What’s more, if your average college-goer does manage to read through her professor’s comments, she will likely view them as a grievous insult to her entire person, abject proof of how this cruel, unfeeling instructor hates her. That sliver of the student population that actually reads comments and wants to discuss them? They’re kids whose papers are good to begin with…

Schuman’s antipathy to research papers was followed yesterday with a piece in the Chronicle of Higher Education where Associate Professor Marc Bousquet also argued in favour of ditching the research paper:

Generally these papers are just pumped-up versions of the five-paragraph essay, with filler added. Thesis-driven, argumentative, like the newspaper editorials the genre is based on, this “researched writing” promises to solve big questions with little effort: “Reproductive rights resolved in five pages!”

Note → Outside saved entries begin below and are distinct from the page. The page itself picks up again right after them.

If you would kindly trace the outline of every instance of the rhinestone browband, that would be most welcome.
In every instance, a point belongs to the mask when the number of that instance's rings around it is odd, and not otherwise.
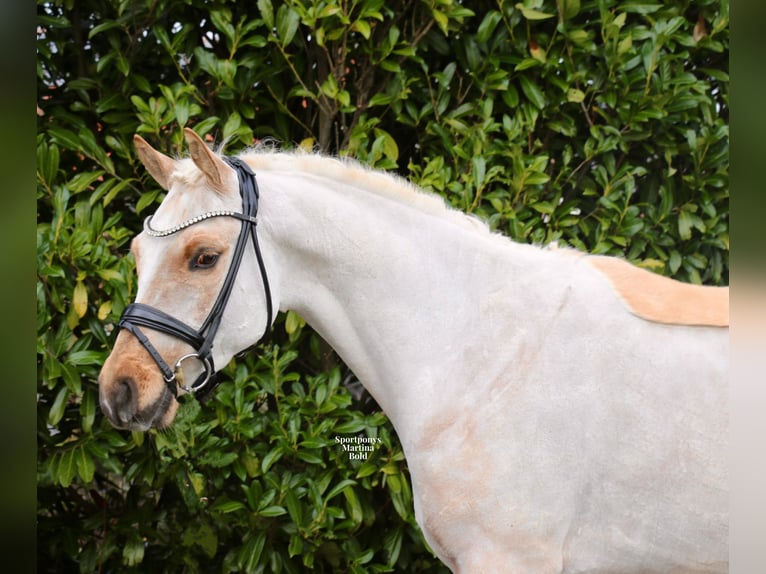
[[[197,215],[195,217],[192,217],[191,219],[187,219],[183,223],[179,223],[178,225],[171,227],[170,229],[154,229],[151,224],[152,216],[150,215],[144,220],[144,231],[146,231],[147,235],[151,235],[152,237],[166,237],[168,235],[173,235],[174,233],[178,233],[182,229],[191,227],[195,223],[199,223],[200,221],[205,221],[206,219],[210,219],[212,217],[234,217],[236,219],[241,219],[243,221],[249,221],[250,223],[256,223],[255,218],[249,217],[243,213],[239,213],[237,211],[220,210],[220,211],[208,211],[207,213],[203,213],[202,215]]]

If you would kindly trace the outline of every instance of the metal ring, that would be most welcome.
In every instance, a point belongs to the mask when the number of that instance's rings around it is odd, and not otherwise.
[[[202,365],[205,367],[205,378],[201,383],[195,383],[193,385],[184,385],[184,374],[181,370],[181,363],[183,363],[186,359],[197,359]],[[176,361],[175,370],[173,371],[173,378],[176,380],[176,384],[178,387],[187,393],[196,393],[198,390],[200,390],[202,387],[204,387],[208,381],[213,376],[213,365],[210,363],[209,358],[200,358],[200,356],[197,353],[189,353],[188,355],[184,355],[178,361]],[[200,377],[197,377],[197,381],[199,381]]]

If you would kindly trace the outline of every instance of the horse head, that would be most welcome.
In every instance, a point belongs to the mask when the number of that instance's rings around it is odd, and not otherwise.
[[[101,409],[119,428],[168,426],[178,394],[209,390],[214,365],[254,344],[273,319],[255,175],[194,131],[185,136],[183,160],[135,136],[139,159],[168,193],[131,244],[136,300],[99,376]],[[258,281],[264,289],[246,288]]]

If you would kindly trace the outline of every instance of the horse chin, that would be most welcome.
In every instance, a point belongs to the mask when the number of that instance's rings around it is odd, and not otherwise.
[[[178,412],[178,401],[169,389],[164,389],[160,397],[149,405],[146,409],[136,415],[136,421],[141,421],[145,428],[135,430],[148,430],[156,428],[159,430],[169,427],[176,418]]]

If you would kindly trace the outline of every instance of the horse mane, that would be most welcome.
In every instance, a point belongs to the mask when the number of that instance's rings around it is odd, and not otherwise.
[[[310,173],[413,207],[465,229],[507,239],[491,231],[480,218],[450,206],[440,195],[425,191],[397,174],[375,170],[356,159],[302,150],[280,151],[270,144],[250,148],[240,157],[254,170]]]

Each paragraph is a brick pounded upside the reader’s head until, at last, the reader begs for the sweet release of the Repetitive Closing: “In conclusion, I pounded your head in the following ways … .”…

Professionals rarely write anything like the writing we most commonly assign.

Take away the hyperbole and there is probably some truth to what Schuman is saying. The end-of-semester research paper grading pile is a daunting sight and just knowing that each paper will take a good 30 to 45 minutes to grade – and always longer for the worst papers – doesn’t fill me with a lot of enthusiasm. Certainly for students at CEFAM their international politics research paper is often approached as a necessary evil, something that needs to be completed so that they can return to focussing on finance, marketing, management or whatever else they choose to major in outside of IR.

Bosquet, too, is correct when he claims that professionals rarely write in the same style that a professor demands of their students in a research paper. For the future business professionals graduating from CEFAM they are likely to be engaged in writing company reports, emails and professional communications, and memos, all of which have their own style and structure.

Yet any move away from the research paper is, in my view, a poor one.

Research papers may drive students and professors crazy at times and the quality of the prose is often weak. Yet research papers also teach students something that is not easily replaced by alternative assignments: clear, logical, deliberate thought. A good research paper is a sustained argument over 10 or 12 pages, examples building on examples, never repetitive, moving the reader step-by-step towards a conclusion that is, by the end, inevitable. The writing may be terrible, but the point of the exercise is not only to write well but to engage in a process of thinking about a subject deeply, reflecting on arguments and counter-arguments, and developing a personal response to an important question.

The fact that the writing style we demand in a college research paper is something that most students will never again be forced to employ is not a good reason to cut out papers, either. I recall the mountains of material I had to learn in high school that has served little practical purpose since. Should students be allowed to avoid differential calculus because it is something that most will rarely engage with outside of a high school or college classroom? What about sports and physical education? In an era where many adults are obese and exercise rarely, is there any point in forcing students to engage in an activity that many of them will never participate in again?

The answer, of course, is yes, there is a reason. I may not use differential calculus much today (though I admit I did use it extensively in my IR honours degree) but learning differential calculus allowed me to learn how to break problems down into manageable parts, apply axioms and seek solutions to higher order problems that, at first, seemed impossible to derive solutions to. So, too, is teaching sport and physical education useful even in an environment where many adults barely move about. The student may never use that tennis backhand or basketball bank shot a single time after graduation but the dedication, patience, training and movement towards a goal that developing that sports skill represents is an important life lesson that the student will maintain, no matter whether they head to the Olympics as a competitor or watch the Games on the couch at home.

Students who are searching for quick fixes, easy points on their grade or who lack interest in a field will find this process of reflection, clarification and development of an argument painful and arduous. Faculty who fail to teach their students about the research process or who do not aid their students in developing higher order skills in writing and argument are likely to hate grading the weaker papers that inevitably emerge. These are not reasons, though, to consign the research paper to the college dustbin. Instead, they are good reasons to re-assess exactly what we hope assigning a research paper to students will achieve, what expectations we have for student research, and an opportunity to push our students to take more interest in the questions we ask of them.